1997: When is Buffett going to write a book?
AUDIENCE MEMBER: Good morning. I’m Marshall Patton (PH) from Bandera, Texas.
And first I’d like to thank you very much for not only giving us a good investment vehicle, but giving us a good education along the way. And thanks a lot for the two-volume set of the letters to stockholders over the years. It’s required reading around our place.
And if you can contain your hostility, I’d like to thank Charlie Munger for — (Buffett laughs) — the copy of his speech to the University of Southern California Business School students back in 1994. It’s also required reading.
And I want to ask you, when are you going to write your book?
WARREN BUFFETT: (Laughs) Well, first of all I’d like to comment on Charlie’s talk here.
I think every investor in the world ought to read that talk before they invest. I think that’s a classic. And we have copies available for — we mailed it out a year or so ago to the shareholders at that time. But anybody’d like a copy of that talk I’d be glad to supply it.
There doesn’t seem to be any need for me to write a book. Everybody else is doing it. (Laughter)
We’ve got Janet Lowe here who just wrote the most recent one.
You know, at one time or another I said everything I know and a good bit more. So I’ve never felt compelled to do it. I really feel that the annual reports are sort of a book on the installment system.
Plus I think very few people write two books, and I have this kind of unwarranted optimism, I guess, that the best is always yet to come and there are a lot more interesting things that are going to happen, and I would hate to preclude commenting on those. So I think it’s going to be a few years. But I may get around to it at some point.
But I think maybe it’d be a bad sign if it happened, because it might be that I really thought that what I was writing about was more important than what was going to happen next.
Charlie, are you going to write a book?
CHARLIE MUNGER: No, but your comment about why you are unable to write a book reminds me of the Middle Western fellow who left an unfinished manuscript. And he apologized for not finishing his book, which was entitled Famous Middle Western Sons Of Bitches. (Laughter)
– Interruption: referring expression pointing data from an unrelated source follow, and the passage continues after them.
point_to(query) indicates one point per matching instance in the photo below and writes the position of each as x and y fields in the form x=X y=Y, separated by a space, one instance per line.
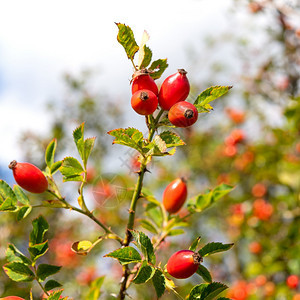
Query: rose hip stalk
x=141 y=80
x=175 y=88
x=29 y=177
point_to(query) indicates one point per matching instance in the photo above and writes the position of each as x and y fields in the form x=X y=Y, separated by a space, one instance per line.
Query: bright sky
x=40 y=40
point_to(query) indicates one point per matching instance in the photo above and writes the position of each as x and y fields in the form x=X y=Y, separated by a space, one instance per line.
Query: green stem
x=154 y=125
x=135 y=68
x=87 y=213
x=36 y=278
x=134 y=200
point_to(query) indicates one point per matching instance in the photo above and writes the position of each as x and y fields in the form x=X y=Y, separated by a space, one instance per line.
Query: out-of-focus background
x=61 y=65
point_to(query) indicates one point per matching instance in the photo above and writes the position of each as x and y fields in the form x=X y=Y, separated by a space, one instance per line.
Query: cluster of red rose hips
x=184 y=263
x=171 y=96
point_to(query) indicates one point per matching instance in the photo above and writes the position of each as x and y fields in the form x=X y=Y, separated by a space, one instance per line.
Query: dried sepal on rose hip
x=141 y=80
x=175 y=88
x=183 y=264
x=144 y=102
x=183 y=114
x=29 y=177
x=175 y=195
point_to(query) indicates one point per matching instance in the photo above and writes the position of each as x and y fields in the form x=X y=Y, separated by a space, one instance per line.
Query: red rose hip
x=141 y=80
x=175 y=88
x=29 y=177
x=183 y=114
x=144 y=102
x=183 y=264
x=175 y=195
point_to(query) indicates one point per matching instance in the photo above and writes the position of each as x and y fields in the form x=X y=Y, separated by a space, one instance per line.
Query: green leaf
x=174 y=232
x=210 y=94
x=204 y=273
x=126 y=39
x=50 y=152
x=146 y=57
x=221 y=190
x=145 y=245
x=55 y=295
x=147 y=194
x=71 y=169
x=52 y=284
x=157 y=68
x=8 y=198
x=45 y=270
x=129 y=137
x=95 y=287
x=55 y=167
x=21 y=196
x=8 y=205
x=195 y=243
x=145 y=54
x=38 y=250
x=88 y=147
x=145 y=273
x=40 y=227
x=203 y=201
x=125 y=255
x=148 y=225
x=171 y=139
x=212 y=290
x=15 y=255
x=214 y=247
x=78 y=136
x=18 y=272
x=159 y=282
x=23 y=212
x=196 y=291
x=157 y=147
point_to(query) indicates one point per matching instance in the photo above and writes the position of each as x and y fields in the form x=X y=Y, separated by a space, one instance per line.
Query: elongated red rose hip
x=141 y=80
x=175 y=195
x=183 y=264
x=29 y=177
x=183 y=114
x=175 y=88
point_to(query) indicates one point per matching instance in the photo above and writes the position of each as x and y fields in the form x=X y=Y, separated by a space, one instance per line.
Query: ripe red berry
x=144 y=102
x=175 y=195
x=183 y=114
x=12 y=298
x=255 y=247
x=29 y=177
x=292 y=281
x=141 y=80
x=175 y=88
x=183 y=264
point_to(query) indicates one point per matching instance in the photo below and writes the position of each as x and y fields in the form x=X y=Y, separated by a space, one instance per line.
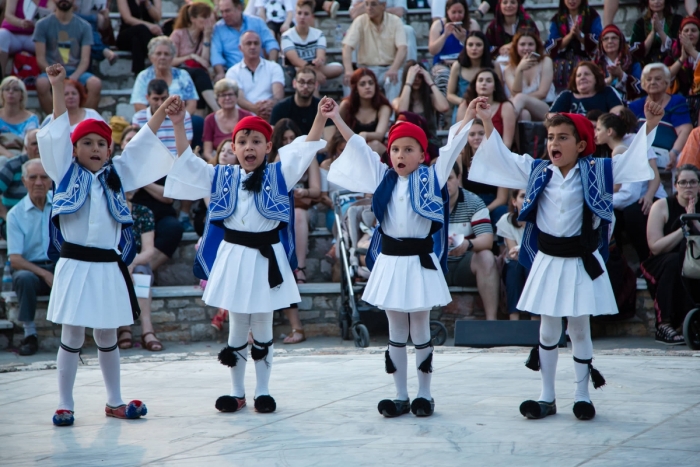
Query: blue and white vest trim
x=273 y=202
x=597 y=181
x=70 y=196
x=427 y=200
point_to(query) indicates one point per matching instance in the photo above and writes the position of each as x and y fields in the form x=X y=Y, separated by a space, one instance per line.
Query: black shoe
x=584 y=410
x=265 y=404
x=538 y=409
x=394 y=408
x=29 y=345
x=422 y=407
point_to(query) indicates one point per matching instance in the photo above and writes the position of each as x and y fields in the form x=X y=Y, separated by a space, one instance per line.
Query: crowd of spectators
x=228 y=60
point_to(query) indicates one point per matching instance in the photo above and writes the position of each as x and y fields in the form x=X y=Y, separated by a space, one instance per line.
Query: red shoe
x=132 y=410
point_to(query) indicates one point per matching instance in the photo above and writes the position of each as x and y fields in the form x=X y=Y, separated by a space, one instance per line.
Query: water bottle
x=338 y=34
x=7 y=278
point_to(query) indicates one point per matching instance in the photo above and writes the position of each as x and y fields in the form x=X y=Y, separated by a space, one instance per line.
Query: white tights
x=261 y=326
x=73 y=337
x=582 y=346
x=418 y=325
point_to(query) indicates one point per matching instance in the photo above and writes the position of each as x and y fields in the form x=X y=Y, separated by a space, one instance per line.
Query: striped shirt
x=166 y=132
x=11 y=187
x=470 y=218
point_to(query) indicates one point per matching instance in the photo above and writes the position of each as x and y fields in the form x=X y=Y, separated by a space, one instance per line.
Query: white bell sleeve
x=494 y=164
x=190 y=178
x=55 y=147
x=296 y=158
x=144 y=160
x=633 y=164
x=456 y=140
x=358 y=168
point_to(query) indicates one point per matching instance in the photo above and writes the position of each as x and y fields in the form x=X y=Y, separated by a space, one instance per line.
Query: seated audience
x=683 y=59
x=528 y=77
x=229 y=31
x=675 y=125
x=574 y=32
x=446 y=38
x=15 y=119
x=487 y=84
x=470 y=261
x=514 y=274
x=76 y=101
x=366 y=110
x=256 y=95
x=656 y=29
x=161 y=53
x=587 y=91
x=302 y=106
x=421 y=96
x=619 y=62
x=474 y=56
x=219 y=125
x=667 y=245
x=27 y=246
x=192 y=39
x=305 y=46
x=16 y=30
x=380 y=40
x=139 y=24
x=60 y=28
x=509 y=18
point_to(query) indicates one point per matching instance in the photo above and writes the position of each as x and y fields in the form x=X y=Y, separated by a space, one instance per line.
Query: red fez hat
x=91 y=125
x=253 y=123
x=584 y=127
x=689 y=20
x=403 y=129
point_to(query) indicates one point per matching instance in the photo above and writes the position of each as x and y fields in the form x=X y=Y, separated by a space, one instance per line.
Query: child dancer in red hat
x=91 y=233
x=568 y=209
x=407 y=254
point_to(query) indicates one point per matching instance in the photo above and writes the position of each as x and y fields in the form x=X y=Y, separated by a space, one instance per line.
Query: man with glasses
x=380 y=40
x=302 y=106
x=27 y=245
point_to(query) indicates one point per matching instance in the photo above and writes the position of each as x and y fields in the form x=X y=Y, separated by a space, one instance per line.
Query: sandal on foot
x=391 y=409
x=149 y=345
x=584 y=410
x=665 y=334
x=131 y=411
x=422 y=407
x=536 y=410
x=125 y=342
x=290 y=339
x=265 y=404
x=63 y=417
x=230 y=403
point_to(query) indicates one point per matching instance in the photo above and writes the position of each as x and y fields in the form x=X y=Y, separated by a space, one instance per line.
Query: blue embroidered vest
x=70 y=196
x=597 y=180
x=273 y=202
x=427 y=200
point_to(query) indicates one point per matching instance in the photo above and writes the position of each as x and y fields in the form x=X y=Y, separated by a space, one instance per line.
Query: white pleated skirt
x=562 y=287
x=238 y=281
x=400 y=283
x=88 y=294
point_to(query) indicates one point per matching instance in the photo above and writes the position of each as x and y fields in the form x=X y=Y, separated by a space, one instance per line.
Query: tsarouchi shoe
x=538 y=409
x=394 y=408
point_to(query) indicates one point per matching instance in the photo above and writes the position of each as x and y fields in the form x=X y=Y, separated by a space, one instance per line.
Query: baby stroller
x=352 y=273
x=691 y=270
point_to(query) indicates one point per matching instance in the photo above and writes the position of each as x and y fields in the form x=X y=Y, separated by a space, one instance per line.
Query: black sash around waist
x=261 y=241
x=421 y=247
x=99 y=255
x=570 y=247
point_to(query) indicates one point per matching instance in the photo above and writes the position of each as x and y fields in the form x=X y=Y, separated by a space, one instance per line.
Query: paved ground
x=327 y=394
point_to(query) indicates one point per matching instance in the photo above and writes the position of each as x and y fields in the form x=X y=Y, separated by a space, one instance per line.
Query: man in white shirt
x=260 y=81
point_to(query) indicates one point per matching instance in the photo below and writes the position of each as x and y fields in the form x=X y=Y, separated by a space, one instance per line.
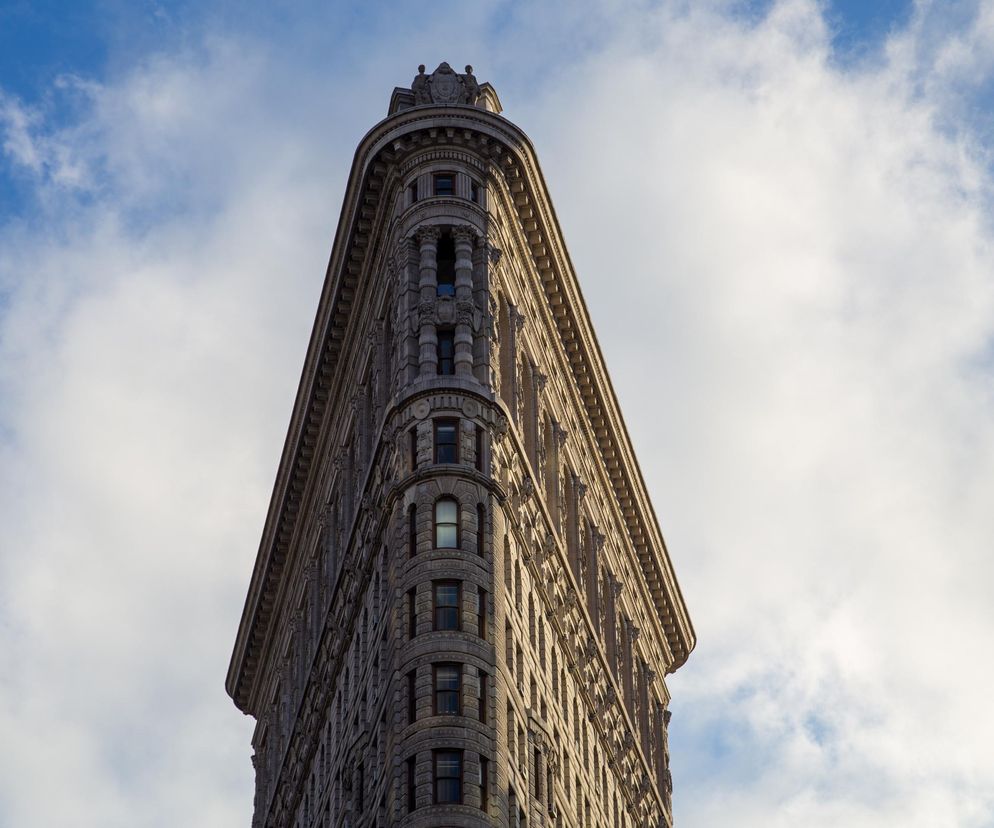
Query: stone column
x=427 y=238
x=614 y=588
x=463 y=237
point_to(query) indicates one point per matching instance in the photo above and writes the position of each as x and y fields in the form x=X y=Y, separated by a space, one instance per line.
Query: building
x=462 y=608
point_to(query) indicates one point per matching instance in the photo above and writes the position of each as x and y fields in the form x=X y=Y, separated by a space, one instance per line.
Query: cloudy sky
x=781 y=218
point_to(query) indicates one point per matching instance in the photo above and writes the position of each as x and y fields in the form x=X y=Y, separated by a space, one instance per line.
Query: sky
x=780 y=214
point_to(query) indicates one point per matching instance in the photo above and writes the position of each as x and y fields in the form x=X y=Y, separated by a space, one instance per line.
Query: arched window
x=448 y=689
x=446 y=259
x=446 y=524
x=446 y=352
x=481 y=528
x=412 y=530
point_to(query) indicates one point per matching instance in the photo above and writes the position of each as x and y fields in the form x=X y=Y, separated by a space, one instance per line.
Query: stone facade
x=462 y=609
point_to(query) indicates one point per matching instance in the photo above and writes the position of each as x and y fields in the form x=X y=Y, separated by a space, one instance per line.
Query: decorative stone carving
x=420 y=87
x=465 y=311
x=464 y=232
x=427 y=234
x=471 y=86
x=527 y=488
x=500 y=429
x=445 y=86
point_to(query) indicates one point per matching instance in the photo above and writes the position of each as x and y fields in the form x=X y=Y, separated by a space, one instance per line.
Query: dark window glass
x=412 y=530
x=448 y=776
x=446 y=441
x=412 y=701
x=484 y=783
x=411 y=789
x=446 y=262
x=481 y=528
x=448 y=684
x=445 y=184
x=447 y=605
x=481 y=613
x=412 y=614
x=484 y=689
x=446 y=352
x=446 y=524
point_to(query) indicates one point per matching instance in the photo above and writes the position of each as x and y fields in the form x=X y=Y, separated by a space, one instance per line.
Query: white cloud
x=788 y=264
x=810 y=297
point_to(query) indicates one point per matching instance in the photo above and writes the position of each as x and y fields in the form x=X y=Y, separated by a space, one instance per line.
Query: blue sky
x=780 y=214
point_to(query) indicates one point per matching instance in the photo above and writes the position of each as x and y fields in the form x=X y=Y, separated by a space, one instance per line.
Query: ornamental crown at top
x=445 y=87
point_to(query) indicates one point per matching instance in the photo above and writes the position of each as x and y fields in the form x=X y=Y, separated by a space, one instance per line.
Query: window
x=445 y=259
x=481 y=613
x=411 y=788
x=484 y=783
x=448 y=776
x=446 y=523
x=412 y=614
x=446 y=352
x=448 y=689
x=412 y=699
x=481 y=528
x=447 y=605
x=412 y=530
x=445 y=184
x=446 y=441
x=484 y=690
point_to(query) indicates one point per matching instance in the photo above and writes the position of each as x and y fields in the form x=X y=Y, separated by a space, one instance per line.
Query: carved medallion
x=445 y=85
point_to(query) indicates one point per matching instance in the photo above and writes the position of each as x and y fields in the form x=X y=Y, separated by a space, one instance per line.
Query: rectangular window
x=445 y=184
x=481 y=528
x=481 y=612
x=484 y=784
x=445 y=261
x=446 y=441
x=411 y=787
x=412 y=614
x=412 y=530
x=484 y=692
x=447 y=605
x=412 y=698
x=446 y=353
x=448 y=776
x=446 y=524
x=448 y=689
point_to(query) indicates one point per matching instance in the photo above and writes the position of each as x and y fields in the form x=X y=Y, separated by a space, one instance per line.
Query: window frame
x=436 y=606
x=445 y=423
x=457 y=690
x=437 y=754
x=446 y=335
x=440 y=176
x=437 y=524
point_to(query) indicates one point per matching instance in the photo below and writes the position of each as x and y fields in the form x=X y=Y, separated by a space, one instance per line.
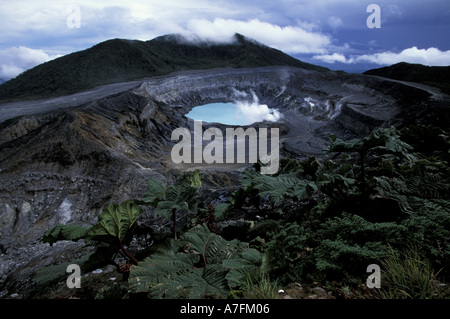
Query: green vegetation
x=437 y=76
x=382 y=199
x=121 y=60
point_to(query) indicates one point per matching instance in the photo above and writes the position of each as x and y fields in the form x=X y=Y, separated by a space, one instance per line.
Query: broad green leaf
x=115 y=220
x=192 y=268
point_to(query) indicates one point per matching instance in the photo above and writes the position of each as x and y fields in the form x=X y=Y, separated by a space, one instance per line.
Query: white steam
x=253 y=112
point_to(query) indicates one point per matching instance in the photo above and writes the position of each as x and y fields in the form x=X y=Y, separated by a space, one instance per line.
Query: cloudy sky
x=338 y=34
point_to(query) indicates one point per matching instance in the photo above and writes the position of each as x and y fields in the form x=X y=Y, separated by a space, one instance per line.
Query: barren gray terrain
x=63 y=159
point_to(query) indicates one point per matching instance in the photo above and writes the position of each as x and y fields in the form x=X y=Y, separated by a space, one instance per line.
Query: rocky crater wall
x=63 y=159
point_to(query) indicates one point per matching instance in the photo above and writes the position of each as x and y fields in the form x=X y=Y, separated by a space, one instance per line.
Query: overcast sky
x=331 y=33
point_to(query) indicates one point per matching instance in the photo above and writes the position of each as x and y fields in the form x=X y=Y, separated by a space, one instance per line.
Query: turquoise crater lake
x=238 y=113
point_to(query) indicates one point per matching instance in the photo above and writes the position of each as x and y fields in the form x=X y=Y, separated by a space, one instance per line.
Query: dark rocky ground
x=63 y=159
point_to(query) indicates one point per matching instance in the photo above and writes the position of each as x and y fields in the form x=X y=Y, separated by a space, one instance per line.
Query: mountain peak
x=120 y=60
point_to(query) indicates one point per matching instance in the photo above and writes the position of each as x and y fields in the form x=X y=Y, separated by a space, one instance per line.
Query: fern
x=170 y=199
x=199 y=265
x=112 y=228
And he said he was always meeting a new one — (laughter) — and therefore he could never finish the book. (Laughter and applause)
WARREN BUFFETT: As a courtesy, Charlie and I are leaving each other out of the book that we write. (Laughter)
Charlie was — Charlie grew up in Nebraska, and he’s authentic. He has the credentials to prove it. We worked in the same grocery store at different times many years ago.